Staring up in awe at the blazing red, 72’ diameter wooden water wheel the lyrics of Tina Turner’s “Proud Mary” come to mind:

“Big wheel keeps on turning.  Proud Mary keeps on burning………”

We are on the Isle of Man and today our proud Manx friend and tour guide, Ally, has bought us to see the “world’s largest operating water wheel” – The Laxey Wheel.

Thankfully I mounted my wide-angle lens onto my Canon because trying to capture the sheer size of the wheel when you are up close is almost impossible.

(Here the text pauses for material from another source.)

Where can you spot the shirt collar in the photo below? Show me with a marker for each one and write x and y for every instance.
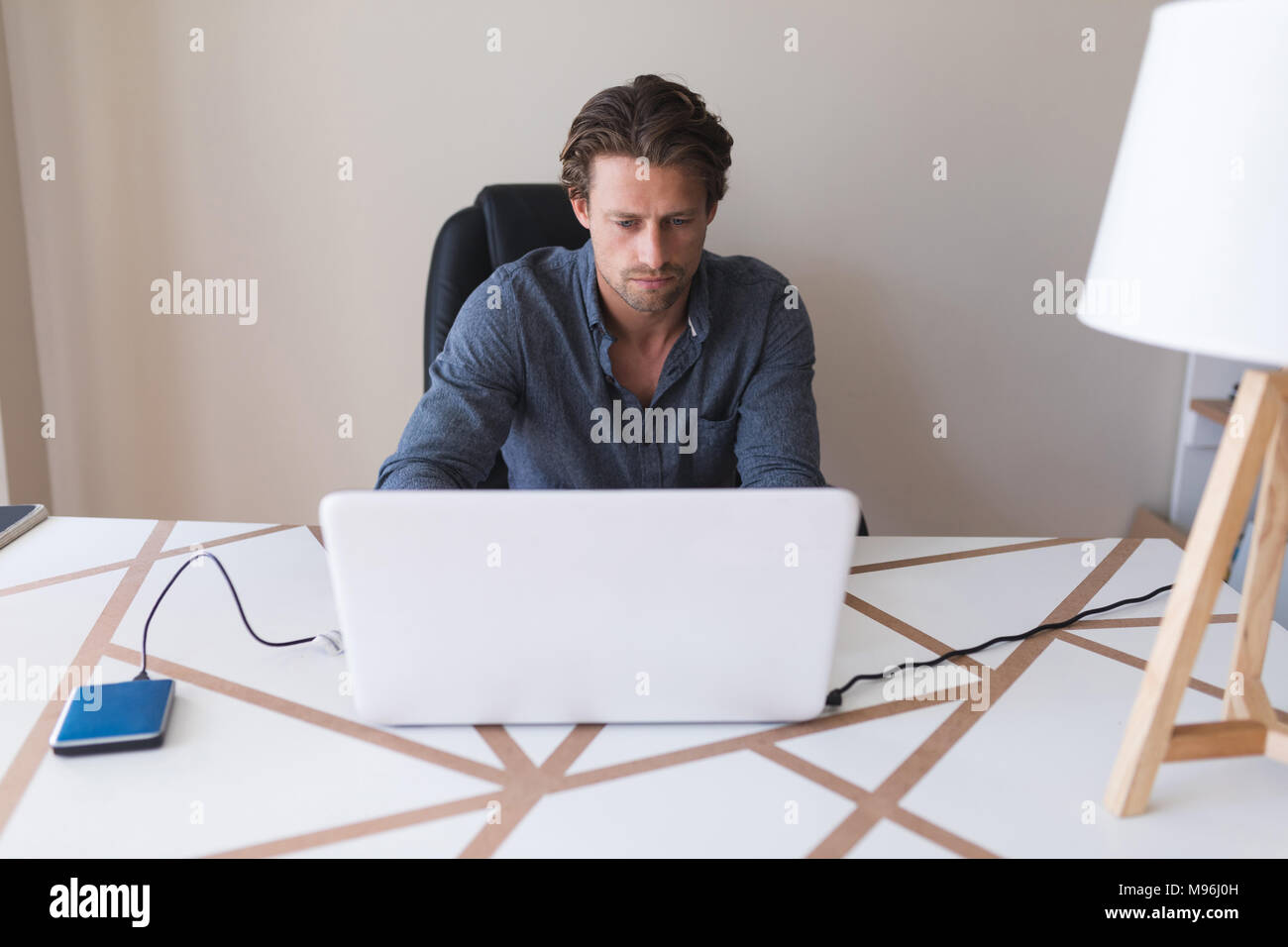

The Laxey Wheel, located on the north-eastern side of the small Irish Sea island, was built in 1854.  The wheel’s job was to pump water out of the “Great Laxey Mines” complex in the nearby hills – a lot of water.  Indeed this massive wheel is capable of extracting over 1000 litres per minute from mine shafts the extend to  1500’ below the earth’s surface.

The water that feeds the wheel runs along a beautifully designed viaduct. Towering above the landscape the white washed stone arches of the viaduct provide avid photographers with some wonderful “perspective” shots.

Visitors to the Laxey Wheel complex can visit one of the old mine shafts that leads into the Glen Mooar part of the Laxey Mines.  A short track leads from the wheel up to the shaft’s entrance and, after donning a hardhat, you can walk 100’ into the mine. Be warned though.  Even if you are not claustrophobic, the short trip into the mine will get your attention.

Immediately on entering the shaft the temperature begins to drop and the water logged walls and low roof drip all around you.   The narrow gauge rail lines disappear into the darkness and the shaft seems to close in around you. The shaft is fenced off around 100’ into the mine but by this point you are in far enough to gain a sense of how brave and tough the Laxey miners were.

Exiting the mine into the bright, cool day is like being born again.

If, after a visit to the mineshaft, you are up for another challenge you can climb up to the top of the beautiful tower in which the Laxey Wheel is mounted.  A narrow, “one-person-at-a-time”, spiral staircase allows visitors to get to the top of the tower and view the surrounding hills and the Laxey Valley.   The climb also means that you get to see the very top of the 6’ wide wheel as it rotates gracefully – a very calming experience after the steep climb to the top.

After all the exercise and a lot of photos we walked down the hill to the small café located near the wheel.   Visitors can take in some of the café’s delightful offerings while listening to the water flowing from the wheel and into the nearby stream. We settled on the obligatory tea and scones.

The Laxey Wheel is open from 10am – 4pm in winter and 9.30am to 5pm in summer. The very reasonable entry fee of £5 goes toward keeping the “Lady Isabella” (as the wheel is called) turning for the generations to follow.